Disons que je mets en place des façons de procéder. Il y a différentes choses que j’aime bien faire. J’adore me balader dans la rue et faire des photos, où que ce soit.

Voyager à l’étranger est un super prétexte pour aller découvrir. Arriver à sortir des images épatantes c’est fantastique. 

Je connais ma façon de procéder, j’ai su la mettre en place et avec le temps, je parviens à l’améliorer. Par exemple, j’ai longtemps travaillé avec la couleur et je reviens petit à petit vers le noir et blanc. Ça évolue. Les choses que je fais en photo sont systématiquement des procédés : photos de rues, essais sur humain au studio et le photoreportage qui évolue et duquel je me détache.

Connais-tu les modèles qui posent pour toi ?

Non. Je poste des annonces et des gens se proposent.  En ce moment je photographie le nu donc tous mes copains n’ont peut-être pas envie de poser nu… Les dernières expérimentations se sont faites sur des personnes jeunes. J’ai essayé avec des personnes âges, des personnes qui ont de l’embonpoint. C’est passionnant, mais très compliqué. 

[réflexion sur la facilité qu’ a un photographe à photographier une morphologie filiforme, le grotesque des formes corporelles opulentes – référence à Peter Lindbergh]

La photographie est crue. Elle t’autorise à poser ton regard, contrairement à la réalité. En photo il manque la parole, l’expression, la jovialité de la personne. La personne n’est rapidement plus qu’un volume, un physique.

Quels sont les artistes dont tu apprécies l’œuvre ?

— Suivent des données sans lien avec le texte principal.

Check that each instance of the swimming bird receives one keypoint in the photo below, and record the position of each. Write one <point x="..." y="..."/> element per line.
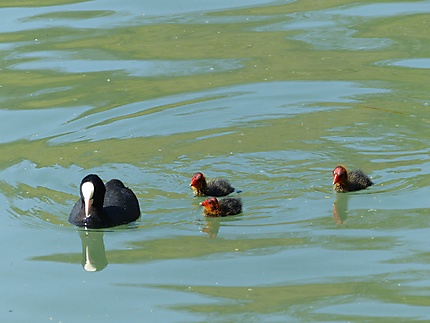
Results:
<point x="353" y="180"/>
<point x="215" y="187"/>
<point x="223" y="207"/>
<point x="103" y="206"/>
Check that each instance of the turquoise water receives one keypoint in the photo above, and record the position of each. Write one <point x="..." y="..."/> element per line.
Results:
<point x="269" y="94"/>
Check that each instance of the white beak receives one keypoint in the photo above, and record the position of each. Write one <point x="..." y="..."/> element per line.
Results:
<point x="87" y="193"/>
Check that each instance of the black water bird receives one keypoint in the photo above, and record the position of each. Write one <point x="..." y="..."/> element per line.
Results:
<point x="103" y="206"/>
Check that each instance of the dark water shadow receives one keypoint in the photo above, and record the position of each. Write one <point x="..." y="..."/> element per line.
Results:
<point x="340" y="208"/>
<point x="93" y="250"/>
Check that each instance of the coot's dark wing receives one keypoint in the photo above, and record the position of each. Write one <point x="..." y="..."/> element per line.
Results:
<point x="358" y="180"/>
<point x="120" y="204"/>
<point x="219" y="187"/>
<point x="230" y="206"/>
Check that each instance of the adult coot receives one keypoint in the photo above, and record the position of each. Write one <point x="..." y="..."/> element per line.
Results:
<point x="353" y="180"/>
<point x="103" y="206"/>
<point x="227" y="206"/>
<point x="214" y="187"/>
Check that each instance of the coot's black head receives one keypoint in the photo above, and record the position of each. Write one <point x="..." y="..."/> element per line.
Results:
<point x="340" y="175"/>
<point x="198" y="180"/>
<point x="92" y="193"/>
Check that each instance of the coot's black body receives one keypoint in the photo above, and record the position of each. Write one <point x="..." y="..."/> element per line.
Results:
<point x="224" y="207"/>
<point x="109" y="206"/>
<point x="349" y="181"/>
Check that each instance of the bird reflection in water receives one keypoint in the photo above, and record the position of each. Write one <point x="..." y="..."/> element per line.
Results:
<point x="211" y="227"/>
<point x="340" y="208"/>
<point x="93" y="250"/>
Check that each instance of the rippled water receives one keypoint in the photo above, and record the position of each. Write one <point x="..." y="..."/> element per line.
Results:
<point x="270" y="94"/>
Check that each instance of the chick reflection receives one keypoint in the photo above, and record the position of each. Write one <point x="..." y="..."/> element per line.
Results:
<point x="340" y="208"/>
<point x="211" y="227"/>
<point x="93" y="250"/>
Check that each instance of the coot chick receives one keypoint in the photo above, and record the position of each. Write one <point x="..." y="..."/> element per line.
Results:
<point x="103" y="206"/>
<point x="215" y="187"/>
<point x="353" y="180"/>
<point x="223" y="207"/>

Il y en a trop. Je ne saurais pas dire. En plus, j’en découvre régulièrement, il va en manquer. 

[hésitation]

Après avoir expérimenté le noir et blanc et en me mettant à la couleur je suis rapidement impressionné par le travail des coloristes comme Harry Guyaert ou Stephen Shore. Ce sont des photographes de chez Magnum.

En amont, j’apprécie aussi H.Cartier-Bresson

Sinon, Depardon ou Koudelka. 

Ensuite il a plein de jeunes photographes, beaucoup produisent des travaux extraordinaires et ont du talent.

Je viens du format photojournalisme, alors j’aime les travaux cadrés, organisés. Les compositions pensées et soignées me parlent. Au contraire, d’autres courants comme l’instantané, me parlent moins. J’attache une importance à la composition.

Si tu devais être un objet, lequel serais-tu ?

Un objet ? Aucune idée. Je n’ai jamais pensé à ça. C’est une drôle de question.

[hésitation]

Une machine de téléportation. J’aimerais pouvoir me dématérialiser pour me matérialiser de nouveau ailleurs. J’adore voyager. 

Où pouvons-nous trouver ton art ?

Ici, dans mon atelier ou sur mon site web. Je n’expose pas en ce moment. Mais, après 15 ans passés dans la presse, j’ai envie de monter mon travail. J’y travaille en parallèle de mes cours de photo.